I recently benchmarked the .NET 4 garbage collector, allocating intensively from several threads. When the allocated values were recorded in an array, I observed no scalability just as I had expected (because the system contends for synchronized access to a shared old generation). However, when the allocated values were immediately discarded, I was horrified to observe no scalability then either!
I had expected the temporary case to scale almost linearly because each thread should simply wipe the nursery gen0 clean and start again without contending for any shared resources (nothing surviving to older generations and no L2 cache misses because gen0 easily fits in L1 cache).
For example, this MSDN article says:
Synchronization-free Allocations On a multiprocessor system, generation 0 of the managed heap is split into multiple memory arenas using one arena per thread. This allows multiple threads to make allocations simultaneously so that exclusive access to the heap is not required.
Can anyone verify my findings and/or explain this discrepancy between my predictions and observations?
Not a complete answer to the question, but just to clear up some misconceptions: the .NET GC is only concurrent in workstation mode. In server mode, it uses stop-the-world parallel GC. More details here. The separate nurseries in .NET are primarily to avoid synchronisation on allocation; they are nevertheless part of the global heap and cannot be collected separately.
Not so sure what this is about and exactly what you saw on your machine. There are however two distinct versions of the CLR on your machine. Mscorwks.dll and mscorsvc.dll. The former is the one you get when you run your program on a work station, the latter on one of the server versions of Windows (like Windows 2003 or 2008).

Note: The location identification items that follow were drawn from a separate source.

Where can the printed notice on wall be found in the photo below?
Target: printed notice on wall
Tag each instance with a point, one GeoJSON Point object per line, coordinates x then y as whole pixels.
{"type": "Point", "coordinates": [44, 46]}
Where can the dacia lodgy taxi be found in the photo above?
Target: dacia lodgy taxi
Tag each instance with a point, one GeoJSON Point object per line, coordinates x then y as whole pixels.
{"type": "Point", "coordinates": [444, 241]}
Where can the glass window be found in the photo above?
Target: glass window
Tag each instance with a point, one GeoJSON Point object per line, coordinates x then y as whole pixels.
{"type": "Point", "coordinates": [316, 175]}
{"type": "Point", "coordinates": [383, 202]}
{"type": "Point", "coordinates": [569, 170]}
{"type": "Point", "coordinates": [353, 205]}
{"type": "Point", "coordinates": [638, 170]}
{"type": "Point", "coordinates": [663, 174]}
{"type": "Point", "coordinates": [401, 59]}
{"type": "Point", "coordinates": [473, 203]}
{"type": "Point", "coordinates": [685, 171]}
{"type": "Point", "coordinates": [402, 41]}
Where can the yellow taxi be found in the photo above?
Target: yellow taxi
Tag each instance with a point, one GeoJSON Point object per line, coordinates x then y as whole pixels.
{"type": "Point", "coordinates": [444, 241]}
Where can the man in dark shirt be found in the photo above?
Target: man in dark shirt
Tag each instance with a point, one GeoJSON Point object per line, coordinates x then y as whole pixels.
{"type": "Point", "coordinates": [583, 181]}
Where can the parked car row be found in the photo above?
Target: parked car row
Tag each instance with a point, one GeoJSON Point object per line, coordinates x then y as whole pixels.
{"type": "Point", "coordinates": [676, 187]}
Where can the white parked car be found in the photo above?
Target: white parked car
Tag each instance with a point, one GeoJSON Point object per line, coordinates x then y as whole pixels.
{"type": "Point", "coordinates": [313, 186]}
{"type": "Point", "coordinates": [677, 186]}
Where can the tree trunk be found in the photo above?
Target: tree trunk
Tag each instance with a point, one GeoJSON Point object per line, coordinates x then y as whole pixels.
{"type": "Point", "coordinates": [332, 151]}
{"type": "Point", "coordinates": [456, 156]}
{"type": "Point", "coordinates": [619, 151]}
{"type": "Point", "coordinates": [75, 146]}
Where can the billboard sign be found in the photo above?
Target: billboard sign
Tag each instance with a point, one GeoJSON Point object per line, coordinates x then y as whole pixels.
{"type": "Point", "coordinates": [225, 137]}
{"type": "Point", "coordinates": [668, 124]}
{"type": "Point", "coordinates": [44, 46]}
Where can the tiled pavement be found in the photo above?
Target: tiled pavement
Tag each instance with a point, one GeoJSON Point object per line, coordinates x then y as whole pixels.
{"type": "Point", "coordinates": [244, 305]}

The work station version is kind to your local PC, it doesn't gobble all machine resources. You can still read your email while a GC is going on. The server version is optimized to scale on server level hardware. Lots of RAM (GC doesn't kick in that quick) and lots of CPU cores (garbage gets collected on more than one core). Your quoted article probably talks about the server version.
You can select the server version on your workstation, use the <gcServer>
element in your .config file.
I can hazard a couple of guesses as to what is happening.
(1) If you have a single thread and there is M space free in generation 0, then the GC will only run once M bytes have been allocated.
(2) If you have N threads and the GC divides up generation 0 into N/M space per thread, the GC will end up running every time a thread allocates N/M bytes. The showstopper here is that the GC needs to "stop the world" (i.e., suspend all running threads) in order to mark references from the threads' root sets. This is not cheap. So, not only will the GC run more often, it will be doing more work on each collection.
The other problem, of course, is that multi-threaded applications aren't typically very cache friendly, which can also put a significant dent in your performance.
I don't think this is a .NET GC issue, rather it's an issue with GC in general. A colleague once ran a simple "ping pong" benchmark sending simple integer messages between two threads using SOAP. The benchmark ran twice as fast when the two threads were in separate processes because memory allocation and management was completely decoupled!
Very quick, easy to see (straight at root, assigning nulls) and massive releases can trick GC into being eager and the whole idea of a cache-local heap is a nice dream :-) Even if you had fully separated thread-local heaps (which you don't) the handle-pointer table would still have to be fully volatile just to make is safe for general multi-CPU scenarios. Oh and remember that there are many threads, CPU cache is shared, kernel needs take the precedence so it's not all just for you :-)
Also beware that "heap" with double pointers has 2 parts - block of memory to give and the handle-pointer table (so that blocks can be moved but your code always has one address). Such table is a critical but very lean process-level resource and just about the only way to stress it is to flood it with massive quick releases - so you managed to do it :-))
In general the rule of GC is - leak :-) Not forever of course, but kind of for as long as you can. If you remember how people go around telling "don't force GC collections"? That's the part of the story. Also the "stop the world" collection is actually much more efficient than "concurrent" and used to be known by a nicer name of cycle stealing or sheduler cooperation. Only the mark phase needs to freeze the scheduler and on a server there's a burst of several threads doing it (N cores are idle anyway :-) The only reason for the other one is that it can make real-time operations like playing videos jittery, just as the longer thread quantum does.
So again if you go competing with infrastructure on short and frequent CPU bursts (small alloc, almost no work, quick release) the only thing you'll see/measure will be the GC and JIT noise.
If this was for something real, i.e. not just experimenting, the best you can do is to use big value arrays on stack (structs). They can't be forced onto heap and are as local as a local can get, and not subject to any backdoor moving => cache has to love them :-) That may mean switching to "unsafe" mode, using normal pointers and maybe doing a bit of alloc on your own (if yopu need something simple like lists) but that's a small price to pay for kicking GC out :-) Trying to force data into a cache also depends on keeping your stacks lean otherwise - rememeber that you are not alone. Also giving your threads some work that's worth at least several quantums berween releases may help. Worst case scenario would be if you alloc and release within a signle quantum.
or explain this discrepancy between my predictions and observations?
Benchmarking is hard.
Benchmarking a subsystem that is not under your full control is even harder.